WASHINGTON, D.C. (March 4) — A Dept. of Transportation conference on safety provided a forum for leaders of the American Trucking Associations and CRASH to air their differences on driver fatigue and how to prevent it.

ATA president Walter McCormick told an audience at the National Transportation Safety Conference, held March 2 and 3 in Washington, D.C., that three things would prevent fatigue in trucking: education and training; more roadside rest areas; and — ATA’s top policy priority — reform of the hours of service rules.

McCormick is pushing for a “negotiated rulemaking” to break the logjam on hours of service reform. Typically, federal rules are created through a process of proposals by an agency, followed by public comment and then a rulemaking. What McCormick wants is a reversal of the process: the hours of service players come up with a solution, then present it to the government.
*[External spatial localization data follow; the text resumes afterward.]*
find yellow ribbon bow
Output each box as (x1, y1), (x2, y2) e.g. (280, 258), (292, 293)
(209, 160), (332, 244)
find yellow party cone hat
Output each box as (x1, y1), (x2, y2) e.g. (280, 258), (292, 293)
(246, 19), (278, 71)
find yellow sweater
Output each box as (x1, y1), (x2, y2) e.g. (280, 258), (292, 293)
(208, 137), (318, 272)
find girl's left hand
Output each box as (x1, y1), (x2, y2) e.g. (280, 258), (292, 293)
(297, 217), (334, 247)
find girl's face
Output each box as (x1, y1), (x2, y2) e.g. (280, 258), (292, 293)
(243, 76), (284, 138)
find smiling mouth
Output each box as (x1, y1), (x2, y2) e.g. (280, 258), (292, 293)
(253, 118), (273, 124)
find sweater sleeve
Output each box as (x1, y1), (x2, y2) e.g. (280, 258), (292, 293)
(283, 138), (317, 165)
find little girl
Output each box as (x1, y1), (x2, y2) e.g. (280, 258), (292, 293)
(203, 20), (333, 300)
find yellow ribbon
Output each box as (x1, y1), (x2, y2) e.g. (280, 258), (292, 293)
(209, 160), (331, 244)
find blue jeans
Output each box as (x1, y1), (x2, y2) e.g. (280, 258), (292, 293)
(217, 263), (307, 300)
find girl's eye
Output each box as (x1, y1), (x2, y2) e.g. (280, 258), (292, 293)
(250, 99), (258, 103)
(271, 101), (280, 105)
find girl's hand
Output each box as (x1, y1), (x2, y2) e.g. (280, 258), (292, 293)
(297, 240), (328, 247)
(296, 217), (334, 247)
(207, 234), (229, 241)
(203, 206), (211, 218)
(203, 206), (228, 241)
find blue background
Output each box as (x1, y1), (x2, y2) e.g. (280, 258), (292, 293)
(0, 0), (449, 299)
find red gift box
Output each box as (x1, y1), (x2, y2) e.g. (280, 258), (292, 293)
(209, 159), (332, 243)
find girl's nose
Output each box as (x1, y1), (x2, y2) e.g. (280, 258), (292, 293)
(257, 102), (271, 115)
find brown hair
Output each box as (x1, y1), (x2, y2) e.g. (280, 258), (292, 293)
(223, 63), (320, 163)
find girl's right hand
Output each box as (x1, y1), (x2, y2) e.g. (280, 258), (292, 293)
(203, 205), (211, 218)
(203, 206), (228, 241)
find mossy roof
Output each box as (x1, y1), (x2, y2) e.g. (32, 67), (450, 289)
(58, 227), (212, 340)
The traditional approach has failed, and there is precedent for this approach, he said.

But Joan Claybrook, director of San Francisco-based CRASH (Citizens for Reliable and Safe Highways), is vehemently opposed to the idea. She assailed ATA, saying she would never sit down to negotiate a rule that would lead to longer duty periods for truck drivers.

McCormick replied that ATA has not specified that it wants longer duty hours, but rules based in science. That may lead to more hours, but only if the science of fatigue shows that longer hours are safe, he said.

Meanwhile, U.S. Transportation Secretary Rodney Slater told representatives of all modes from government, trade associations, labor unions, and citizen’s groups, that his department would “focus sharply, with vision and vigilance, on safety and making a real difference for the next millennium.”

The attendees — numbering 300-plus in Washington — were asked to “Sign on for Safety” by pledging alertness to such safety fundamentals as driving sober, buckling seat belts, obeying speed limits, and avoiding unnecessary risks.